Self-supported Zn3P2 nanowire arrays grafted on carbon fabrics as an advanced integrated anode for flexible lithium ion batteries

Abstract

We, for the first time, successfully grafted well-aligned binary lithium-reactive zinc phosphide (Zn₃P₂) nanowire arrays on carbon fabric cloth by a facile CVD method.
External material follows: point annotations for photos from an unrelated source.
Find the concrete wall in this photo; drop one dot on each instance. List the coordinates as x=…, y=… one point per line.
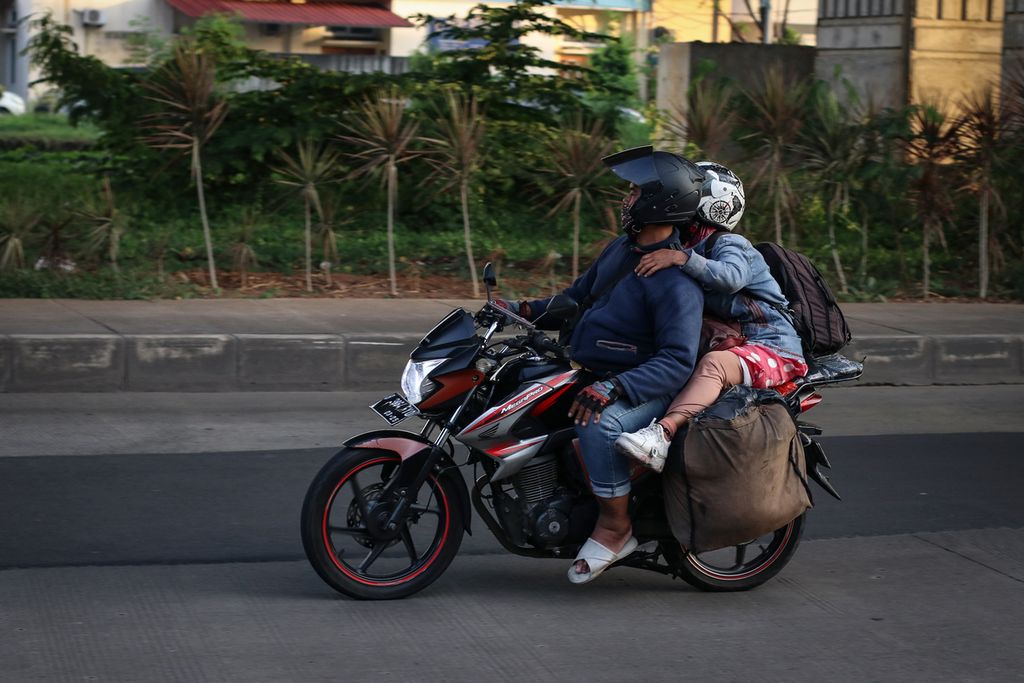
x=1013, y=38
x=945, y=50
x=743, y=63
x=955, y=48
x=867, y=52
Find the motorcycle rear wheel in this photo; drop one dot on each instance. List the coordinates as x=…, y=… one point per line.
x=344, y=551
x=730, y=569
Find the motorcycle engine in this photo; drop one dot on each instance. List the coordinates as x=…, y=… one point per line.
x=552, y=516
x=549, y=521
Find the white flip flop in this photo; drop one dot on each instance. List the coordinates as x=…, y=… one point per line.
x=598, y=558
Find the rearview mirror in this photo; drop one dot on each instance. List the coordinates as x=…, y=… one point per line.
x=562, y=307
x=488, y=278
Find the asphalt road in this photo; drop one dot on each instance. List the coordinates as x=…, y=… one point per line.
x=131, y=564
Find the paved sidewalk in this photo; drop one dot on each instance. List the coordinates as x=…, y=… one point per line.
x=321, y=344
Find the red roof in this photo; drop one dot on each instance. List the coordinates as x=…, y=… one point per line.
x=311, y=13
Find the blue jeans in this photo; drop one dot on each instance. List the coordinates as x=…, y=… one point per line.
x=608, y=469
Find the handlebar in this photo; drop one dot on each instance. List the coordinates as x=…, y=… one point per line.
x=541, y=342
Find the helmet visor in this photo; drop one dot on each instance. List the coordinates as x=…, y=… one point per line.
x=635, y=165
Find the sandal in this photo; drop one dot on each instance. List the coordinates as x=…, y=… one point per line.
x=598, y=558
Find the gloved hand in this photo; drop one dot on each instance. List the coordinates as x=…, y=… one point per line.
x=508, y=305
x=520, y=309
x=593, y=399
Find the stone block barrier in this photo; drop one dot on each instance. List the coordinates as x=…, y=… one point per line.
x=332, y=363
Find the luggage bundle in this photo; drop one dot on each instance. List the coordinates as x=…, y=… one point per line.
x=736, y=473
x=816, y=314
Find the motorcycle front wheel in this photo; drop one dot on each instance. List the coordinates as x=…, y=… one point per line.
x=349, y=556
x=739, y=567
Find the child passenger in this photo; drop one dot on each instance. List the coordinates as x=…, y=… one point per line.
x=737, y=287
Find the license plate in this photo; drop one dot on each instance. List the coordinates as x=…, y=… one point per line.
x=393, y=409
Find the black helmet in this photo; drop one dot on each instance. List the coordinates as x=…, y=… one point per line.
x=670, y=186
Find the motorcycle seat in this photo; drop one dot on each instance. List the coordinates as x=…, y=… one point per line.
x=830, y=369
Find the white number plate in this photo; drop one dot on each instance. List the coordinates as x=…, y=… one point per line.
x=393, y=409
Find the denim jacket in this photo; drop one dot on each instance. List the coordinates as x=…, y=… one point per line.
x=644, y=330
x=738, y=286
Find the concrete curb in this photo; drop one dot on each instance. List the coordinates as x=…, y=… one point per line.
x=330, y=363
When applied as a novel self-supported binder-free anode for lithium ion batteries (LIBs), the hierarchical three-dimensional (3D) integrated anode shows excellent electrochemical performances: a highly reversible initial lithium storage capacity of ca. 1200 mA h g⁻¹ with a coulombic efficiency of up to 88%, a long lifespan of over 200 cycles without obvious decay, and a high rate capability of ca. 400 mA h g⁻¹ capacity retention at an ultrahigh rate of 15 A g⁻¹. More interestingly, a flexible LIB full cell is assembled based on the as-synthesized integrated anode and the commercial LiFePO₄ cathode, and shows striking lithium storage performances very close to the half cells: a large reversible capacity over 1000 mA h g⁻¹, a long cycle life of over 200 cycles without obvious decay, and an ultrahigh rate performance of ca. 300 mA h g⁻¹ even at 20 A g⁻¹. Considering the excellent lithium storage performances of coin-type half cells as well as flexible full cells, the as-prepared carbon cloth grafted well-aligned Zn₃P₂ nanowire arrays would be a promising integrated anode for flexible LIB full cell devices.